Answer:
The mass of sodium sulfate formed by the comolete reaction of 120.0 grams of sodium hydroxide is 142.04 grams.
Step-by-step explanation:
The balanced chemical equation for the reaction between sodium hydroxide and sulfuric acid is:
2NaOH + H2SO4 -> Na2SO4 + 2H2O
From the equation, we can see that 2 moles of sodium hydroxide react with 1 mole of sulfuric acid to form 1 mole of sodium sulfate. We can use this information, along with the molar masses of the compounds, to calculate the mass of sodium sulfate formed.
First, we need to convert the given mqss of sodium hydroxide to moles.
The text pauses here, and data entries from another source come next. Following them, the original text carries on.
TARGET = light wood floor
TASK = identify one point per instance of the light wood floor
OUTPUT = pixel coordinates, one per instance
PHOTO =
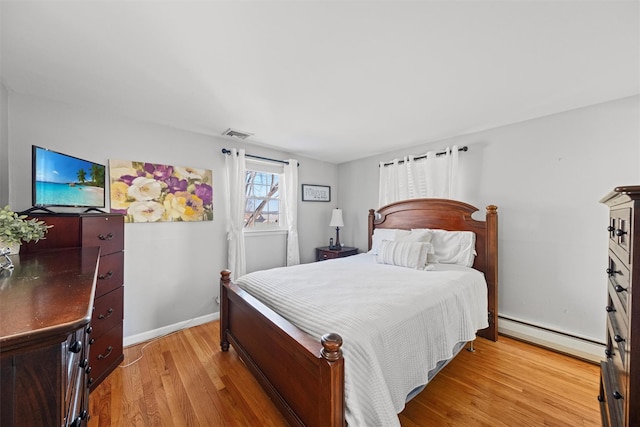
(185, 380)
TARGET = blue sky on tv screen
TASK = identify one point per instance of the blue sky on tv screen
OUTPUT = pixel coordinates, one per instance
(59, 168)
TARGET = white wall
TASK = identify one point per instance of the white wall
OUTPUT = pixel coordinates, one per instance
(171, 269)
(4, 146)
(546, 177)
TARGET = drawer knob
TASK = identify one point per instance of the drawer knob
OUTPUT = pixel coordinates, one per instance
(107, 354)
(106, 276)
(619, 288)
(612, 272)
(106, 316)
(76, 347)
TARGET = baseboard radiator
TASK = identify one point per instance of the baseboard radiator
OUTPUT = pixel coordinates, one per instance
(582, 348)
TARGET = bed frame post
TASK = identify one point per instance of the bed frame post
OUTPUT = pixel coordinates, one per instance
(372, 217)
(491, 274)
(225, 277)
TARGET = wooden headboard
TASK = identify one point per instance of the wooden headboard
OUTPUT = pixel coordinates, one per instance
(455, 216)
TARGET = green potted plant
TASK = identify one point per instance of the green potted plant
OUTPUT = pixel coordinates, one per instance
(15, 229)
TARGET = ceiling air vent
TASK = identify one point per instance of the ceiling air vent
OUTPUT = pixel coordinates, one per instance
(236, 134)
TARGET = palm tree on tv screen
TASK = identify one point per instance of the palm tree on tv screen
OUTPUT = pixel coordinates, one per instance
(82, 175)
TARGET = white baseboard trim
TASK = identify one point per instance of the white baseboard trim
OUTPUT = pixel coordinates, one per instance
(165, 330)
(574, 346)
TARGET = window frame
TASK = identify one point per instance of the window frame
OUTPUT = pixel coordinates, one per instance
(270, 169)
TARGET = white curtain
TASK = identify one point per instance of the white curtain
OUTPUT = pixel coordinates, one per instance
(290, 198)
(408, 178)
(235, 174)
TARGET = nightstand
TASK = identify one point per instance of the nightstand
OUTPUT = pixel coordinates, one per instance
(326, 253)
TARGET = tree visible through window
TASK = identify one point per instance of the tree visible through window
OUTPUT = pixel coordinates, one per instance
(262, 207)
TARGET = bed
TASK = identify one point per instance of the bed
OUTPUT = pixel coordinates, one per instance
(304, 373)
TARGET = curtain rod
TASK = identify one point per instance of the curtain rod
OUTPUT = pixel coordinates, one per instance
(225, 151)
(439, 153)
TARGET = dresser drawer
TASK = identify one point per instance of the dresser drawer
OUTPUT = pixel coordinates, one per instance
(618, 349)
(108, 311)
(110, 273)
(619, 283)
(104, 231)
(620, 233)
(105, 354)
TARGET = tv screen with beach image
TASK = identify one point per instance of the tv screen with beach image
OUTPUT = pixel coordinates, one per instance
(63, 180)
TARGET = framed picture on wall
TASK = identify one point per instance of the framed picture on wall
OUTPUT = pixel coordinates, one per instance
(316, 193)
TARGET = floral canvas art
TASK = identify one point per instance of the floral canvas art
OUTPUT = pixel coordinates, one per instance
(149, 192)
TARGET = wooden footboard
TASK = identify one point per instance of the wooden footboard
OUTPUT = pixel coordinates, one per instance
(303, 377)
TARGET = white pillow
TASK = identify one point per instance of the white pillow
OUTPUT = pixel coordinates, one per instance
(403, 254)
(453, 247)
(418, 235)
(380, 234)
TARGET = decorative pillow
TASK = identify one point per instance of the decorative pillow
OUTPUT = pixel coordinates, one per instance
(403, 254)
(418, 235)
(380, 234)
(452, 247)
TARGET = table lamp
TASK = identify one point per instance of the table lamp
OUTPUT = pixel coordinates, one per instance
(337, 222)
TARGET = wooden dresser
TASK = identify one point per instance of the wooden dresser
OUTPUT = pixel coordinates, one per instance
(620, 372)
(106, 231)
(326, 252)
(45, 309)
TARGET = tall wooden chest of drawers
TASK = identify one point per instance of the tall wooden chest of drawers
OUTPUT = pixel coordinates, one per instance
(620, 372)
(106, 231)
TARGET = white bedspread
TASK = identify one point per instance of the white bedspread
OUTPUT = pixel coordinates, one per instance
(396, 323)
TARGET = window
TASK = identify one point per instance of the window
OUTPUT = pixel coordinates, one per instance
(262, 194)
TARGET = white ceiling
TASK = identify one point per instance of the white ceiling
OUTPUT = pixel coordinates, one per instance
(330, 80)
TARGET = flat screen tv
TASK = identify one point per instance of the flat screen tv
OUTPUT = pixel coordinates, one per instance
(63, 180)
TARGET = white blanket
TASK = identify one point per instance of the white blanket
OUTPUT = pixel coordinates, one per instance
(396, 323)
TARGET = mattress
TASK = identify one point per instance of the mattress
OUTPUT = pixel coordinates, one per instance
(397, 323)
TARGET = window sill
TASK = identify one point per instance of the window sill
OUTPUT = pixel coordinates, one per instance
(264, 232)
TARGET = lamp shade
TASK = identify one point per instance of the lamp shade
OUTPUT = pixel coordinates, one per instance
(336, 218)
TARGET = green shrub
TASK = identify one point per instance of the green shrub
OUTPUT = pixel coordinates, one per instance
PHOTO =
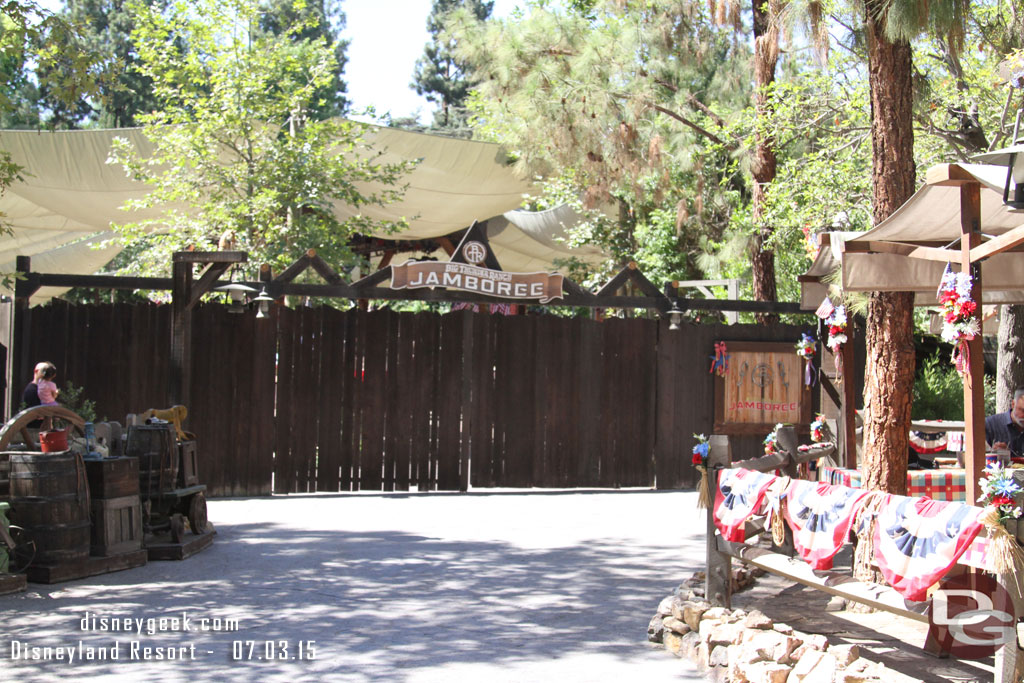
(938, 391)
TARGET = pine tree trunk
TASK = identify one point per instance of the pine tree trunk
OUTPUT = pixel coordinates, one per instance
(889, 373)
(765, 58)
(1010, 366)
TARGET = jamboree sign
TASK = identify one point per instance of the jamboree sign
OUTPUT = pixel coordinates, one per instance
(417, 274)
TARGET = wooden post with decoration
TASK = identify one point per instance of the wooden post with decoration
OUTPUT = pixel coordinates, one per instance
(718, 571)
(849, 388)
(974, 384)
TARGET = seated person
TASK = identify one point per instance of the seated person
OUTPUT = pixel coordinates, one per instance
(1006, 430)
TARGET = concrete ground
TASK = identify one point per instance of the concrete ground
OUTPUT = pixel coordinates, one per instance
(486, 586)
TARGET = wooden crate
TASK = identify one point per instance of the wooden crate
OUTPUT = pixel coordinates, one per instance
(113, 477)
(117, 525)
(189, 467)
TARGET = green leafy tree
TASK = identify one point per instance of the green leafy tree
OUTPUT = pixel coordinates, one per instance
(626, 108)
(232, 155)
(104, 29)
(30, 33)
(312, 20)
(440, 76)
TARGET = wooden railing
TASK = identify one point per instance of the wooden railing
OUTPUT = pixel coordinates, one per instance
(1009, 658)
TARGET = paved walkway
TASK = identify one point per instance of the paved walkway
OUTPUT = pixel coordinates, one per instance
(502, 586)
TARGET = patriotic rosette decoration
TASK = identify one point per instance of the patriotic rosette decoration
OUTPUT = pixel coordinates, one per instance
(916, 540)
(700, 452)
(819, 430)
(820, 516)
(837, 337)
(997, 491)
(720, 361)
(960, 325)
(806, 348)
(771, 441)
(739, 496)
(926, 442)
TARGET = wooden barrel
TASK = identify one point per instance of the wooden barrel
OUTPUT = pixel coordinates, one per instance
(4, 475)
(157, 450)
(49, 499)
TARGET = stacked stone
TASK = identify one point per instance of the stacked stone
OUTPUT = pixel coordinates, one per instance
(749, 647)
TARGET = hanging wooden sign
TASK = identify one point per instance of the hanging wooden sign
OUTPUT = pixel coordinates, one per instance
(474, 268)
(541, 286)
(762, 387)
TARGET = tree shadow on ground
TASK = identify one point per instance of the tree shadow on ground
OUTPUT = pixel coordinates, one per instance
(379, 604)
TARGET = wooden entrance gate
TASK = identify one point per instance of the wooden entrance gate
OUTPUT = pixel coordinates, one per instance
(316, 399)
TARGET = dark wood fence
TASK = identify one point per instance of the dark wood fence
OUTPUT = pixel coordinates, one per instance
(320, 399)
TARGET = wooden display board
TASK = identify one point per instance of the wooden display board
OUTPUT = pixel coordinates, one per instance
(764, 385)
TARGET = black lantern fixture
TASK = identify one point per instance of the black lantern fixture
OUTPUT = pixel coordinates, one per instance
(675, 315)
(1011, 157)
(238, 293)
(263, 301)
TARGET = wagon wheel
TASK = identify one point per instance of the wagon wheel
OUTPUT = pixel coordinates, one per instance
(19, 423)
(22, 552)
(197, 513)
(177, 528)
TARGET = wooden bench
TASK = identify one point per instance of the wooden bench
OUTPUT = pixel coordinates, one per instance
(1009, 658)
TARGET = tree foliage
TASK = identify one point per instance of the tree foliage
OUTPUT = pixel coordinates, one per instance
(314, 19)
(623, 107)
(232, 154)
(439, 75)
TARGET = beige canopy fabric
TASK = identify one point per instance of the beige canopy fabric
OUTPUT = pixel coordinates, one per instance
(71, 196)
(931, 217)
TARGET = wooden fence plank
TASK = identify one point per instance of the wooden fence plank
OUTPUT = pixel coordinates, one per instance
(401, 396)
(374, 383)
(262, 368)
(284, 468)
(391, 411)
(347, 408)
(331, 403)
(449, 401)
(426, 349)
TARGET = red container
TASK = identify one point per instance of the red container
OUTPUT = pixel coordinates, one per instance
(53, 441)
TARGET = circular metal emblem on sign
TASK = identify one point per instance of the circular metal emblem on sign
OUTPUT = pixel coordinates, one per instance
(474, 252)
(761, 375)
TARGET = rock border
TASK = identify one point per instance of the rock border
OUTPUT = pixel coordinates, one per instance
(737, 646)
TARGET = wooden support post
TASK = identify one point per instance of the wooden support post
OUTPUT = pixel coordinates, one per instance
(974, 386)
(718, 571)
(466, 443)
(849, 388)
(22, 364)
(1010, 658)
(179, 385)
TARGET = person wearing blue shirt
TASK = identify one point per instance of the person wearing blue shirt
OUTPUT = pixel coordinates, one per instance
(1006, 430)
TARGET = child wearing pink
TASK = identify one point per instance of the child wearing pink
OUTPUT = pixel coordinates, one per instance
(46, 387)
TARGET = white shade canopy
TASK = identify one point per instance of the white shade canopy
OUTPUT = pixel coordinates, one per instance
(70, 197)
(930, 218)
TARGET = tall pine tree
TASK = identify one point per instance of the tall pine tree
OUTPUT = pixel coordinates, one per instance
(320, 19)
(439, 76)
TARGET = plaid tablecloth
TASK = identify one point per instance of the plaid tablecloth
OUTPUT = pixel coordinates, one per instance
(936, 484)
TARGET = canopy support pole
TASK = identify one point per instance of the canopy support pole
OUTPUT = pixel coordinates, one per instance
(974, 380)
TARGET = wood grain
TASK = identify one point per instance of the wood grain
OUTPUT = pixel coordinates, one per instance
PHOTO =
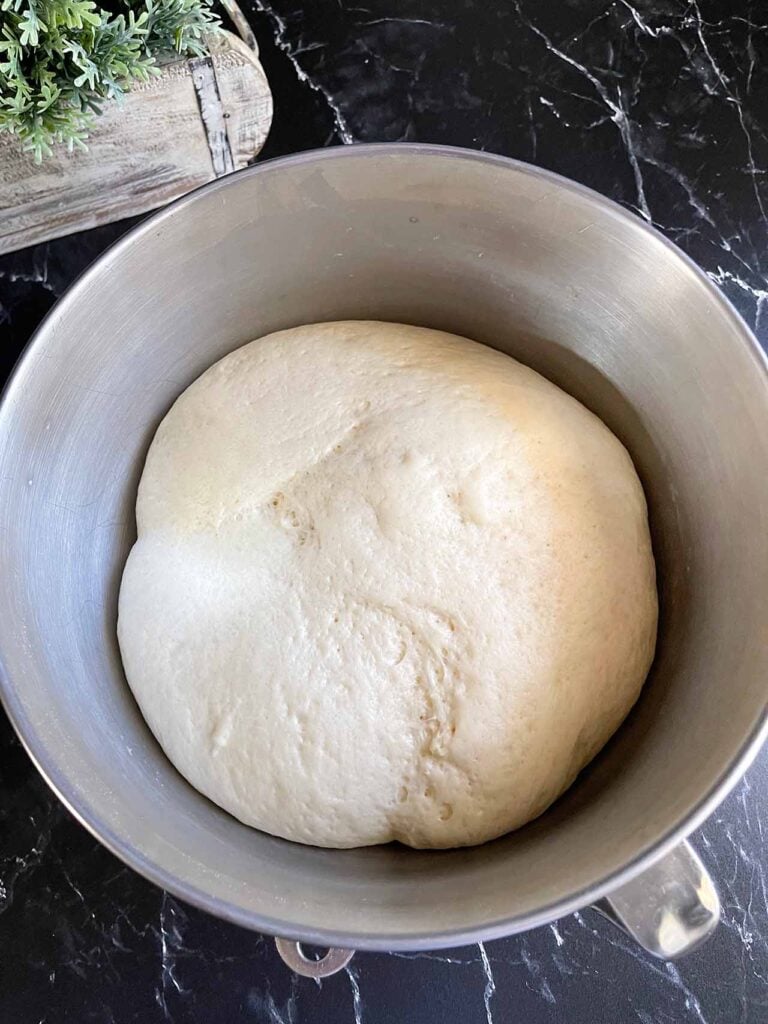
(197, 120)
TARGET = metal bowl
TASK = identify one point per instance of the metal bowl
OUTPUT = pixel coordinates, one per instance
(501, 252)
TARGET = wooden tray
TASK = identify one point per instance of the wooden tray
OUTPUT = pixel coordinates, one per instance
(199, 119)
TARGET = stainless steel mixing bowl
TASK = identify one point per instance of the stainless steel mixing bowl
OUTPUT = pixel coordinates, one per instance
(501, 252)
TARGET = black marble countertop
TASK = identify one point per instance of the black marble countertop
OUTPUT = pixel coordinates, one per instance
(662, 104)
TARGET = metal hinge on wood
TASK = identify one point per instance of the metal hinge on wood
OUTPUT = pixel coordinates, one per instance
(199, 119)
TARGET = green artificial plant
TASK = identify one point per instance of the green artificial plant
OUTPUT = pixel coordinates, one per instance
(59, 59)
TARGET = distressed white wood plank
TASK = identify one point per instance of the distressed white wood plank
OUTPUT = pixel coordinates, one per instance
(142, 154)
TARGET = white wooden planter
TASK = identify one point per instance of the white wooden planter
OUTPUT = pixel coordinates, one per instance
(199, 119)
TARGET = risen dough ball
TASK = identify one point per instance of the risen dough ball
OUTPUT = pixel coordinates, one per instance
(388, 585)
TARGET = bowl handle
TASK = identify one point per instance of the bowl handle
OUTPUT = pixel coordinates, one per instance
(294, 956)
(671, 908)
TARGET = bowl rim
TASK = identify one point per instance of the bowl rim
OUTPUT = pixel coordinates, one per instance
(155, 872)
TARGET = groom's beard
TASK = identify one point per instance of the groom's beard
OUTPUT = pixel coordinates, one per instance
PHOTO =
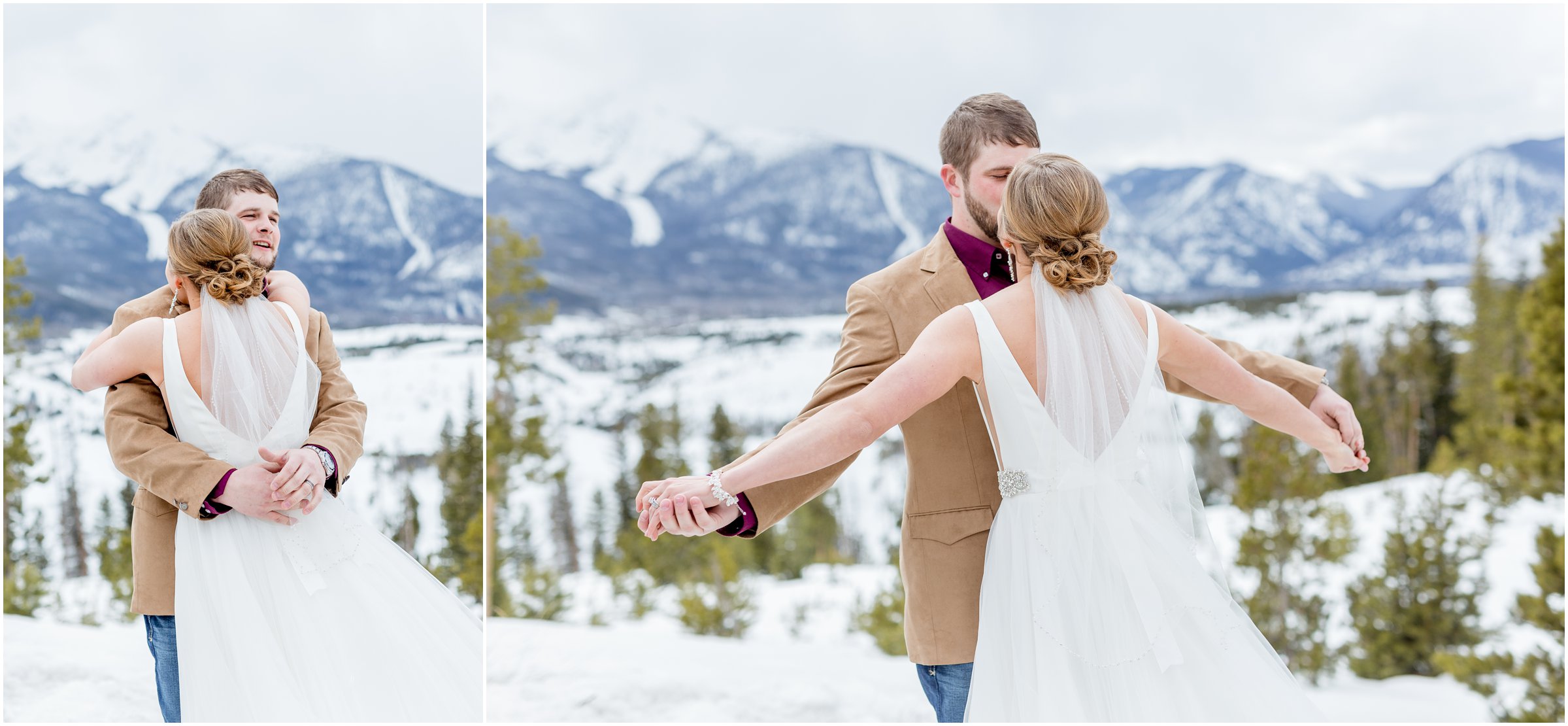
(984, 218)
(270, 264)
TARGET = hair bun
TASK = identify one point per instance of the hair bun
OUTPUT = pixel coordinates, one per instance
(1054, 209)
(212, 248)
(236, 279)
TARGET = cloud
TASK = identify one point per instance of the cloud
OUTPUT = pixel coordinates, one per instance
(391, 82)
(1388, 93)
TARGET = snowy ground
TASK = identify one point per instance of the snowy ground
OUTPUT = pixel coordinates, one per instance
(802, 661)
(639, 672)
(58, 672)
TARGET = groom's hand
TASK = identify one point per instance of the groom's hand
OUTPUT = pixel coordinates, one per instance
(686, 518)
(250, 491)
(1337, 411)
(297, 468)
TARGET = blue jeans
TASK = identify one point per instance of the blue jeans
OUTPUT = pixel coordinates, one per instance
(948, 689)
(165, 664)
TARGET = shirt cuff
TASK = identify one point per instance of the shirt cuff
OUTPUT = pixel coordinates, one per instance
(210, 508)
(745, 524)
(331, 482)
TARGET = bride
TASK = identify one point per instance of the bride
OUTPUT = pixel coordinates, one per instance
(311, 615)
(1103, 598)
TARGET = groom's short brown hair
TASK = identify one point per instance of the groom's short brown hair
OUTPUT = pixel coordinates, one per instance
(982, 120)
(217, 192)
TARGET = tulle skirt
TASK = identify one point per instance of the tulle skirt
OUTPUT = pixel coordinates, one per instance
(322, 621)
(1095, 609)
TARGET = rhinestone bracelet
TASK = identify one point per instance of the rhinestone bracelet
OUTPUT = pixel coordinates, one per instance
(718, 491)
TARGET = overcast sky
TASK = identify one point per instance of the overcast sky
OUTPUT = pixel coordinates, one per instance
(400, 84)
(1388, 93)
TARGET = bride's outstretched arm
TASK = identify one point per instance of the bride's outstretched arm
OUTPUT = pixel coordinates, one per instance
(289, 289)
(944, 353)
(112, 358)
(1208, 369)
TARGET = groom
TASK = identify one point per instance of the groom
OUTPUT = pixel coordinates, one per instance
(179, 479)
(952, 491)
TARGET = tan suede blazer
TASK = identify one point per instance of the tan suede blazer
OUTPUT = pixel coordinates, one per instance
(176, 477)
(952, 488)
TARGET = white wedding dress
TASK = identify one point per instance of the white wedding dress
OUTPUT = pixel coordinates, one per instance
(1103, 598)
(320, 621)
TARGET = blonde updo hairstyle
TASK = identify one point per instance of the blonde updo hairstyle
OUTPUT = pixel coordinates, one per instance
(1054, 211)
(210, 248)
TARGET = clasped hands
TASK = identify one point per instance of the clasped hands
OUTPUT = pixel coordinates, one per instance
(681, 506)
(286, 480)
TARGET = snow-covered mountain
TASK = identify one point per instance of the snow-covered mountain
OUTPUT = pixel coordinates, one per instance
(90, 212)
(659, 212)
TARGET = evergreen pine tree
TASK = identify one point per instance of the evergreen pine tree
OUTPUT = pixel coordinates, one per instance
(1537, 441)
(512, 313)
(883, 617)
(1420, 602)
(24, 565)
(1291, 532)
(112, 545)
(407, 534)
(1492, 355)
(1214, 471)
(73, 535)
(563, 524)
(458, 463)
(1352, 381)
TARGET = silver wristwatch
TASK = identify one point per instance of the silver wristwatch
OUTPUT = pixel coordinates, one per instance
(327, 462)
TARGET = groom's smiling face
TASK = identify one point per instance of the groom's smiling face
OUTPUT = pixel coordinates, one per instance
(987, 181)
(259, 214)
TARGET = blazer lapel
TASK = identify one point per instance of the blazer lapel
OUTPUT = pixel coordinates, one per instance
(946, 279)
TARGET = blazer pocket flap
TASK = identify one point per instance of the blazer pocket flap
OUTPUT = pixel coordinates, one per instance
(151, 504)
(950, 526)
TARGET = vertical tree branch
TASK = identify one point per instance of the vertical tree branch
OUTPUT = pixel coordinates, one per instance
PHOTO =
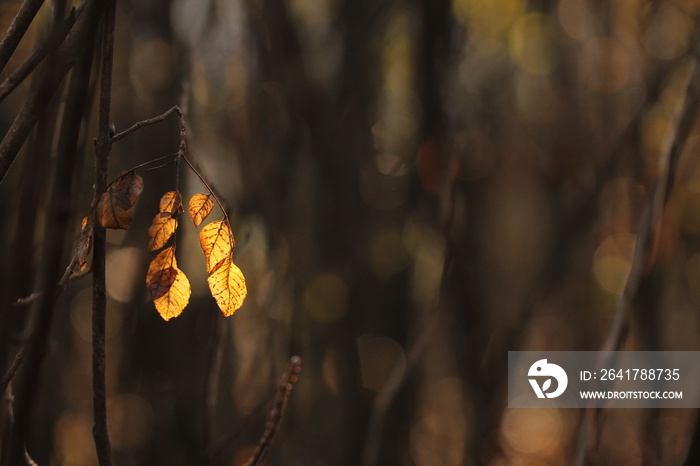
(99, 297)
(16, 31)
(38, 101)
(274, 420)
(647, 238)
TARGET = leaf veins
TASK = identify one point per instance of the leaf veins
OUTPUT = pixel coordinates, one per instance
(162, 228)
(217, 243)
(168, 285)
(115, 207)
(200, 207)
(227, 286)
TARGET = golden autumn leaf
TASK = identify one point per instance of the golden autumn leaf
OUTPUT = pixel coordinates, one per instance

The molar mass of sodium hydroxide is 40.00 g/mol, so:
Moles of NaOH = Mass of NaOH / Molar mass of NaOH
Moles of NaOH = 120.0 g / 40.00 g/mol
Moles of NaOH = 3.00 mol
Next, we can use the mole ratio from the balanced equation to calculate the moles of sodium sulfate formed:
Moles of Na2SO4 = Moles of NaOH / 2
Moles of Na2SO4 = 3.00 mol / 2
Moles of Na2SO4 = 1.50 mol
Finally, we can convert the moles of sodium sulfate to grams using its molqr mass of 142.04 g/mol:
Mass of Na2SO4 = Moles of Na2SO4 x Molar mass of Na2SO4
Mass of Na2SO4 = 1.50 mol x 142.04 g/mol
Mass of Na2SO4 = 213.06 g
Therefore, the mass of sodium sulfate formed by the complete reaction of 120.0 grams of sodium hydroxide is 213.06 grams.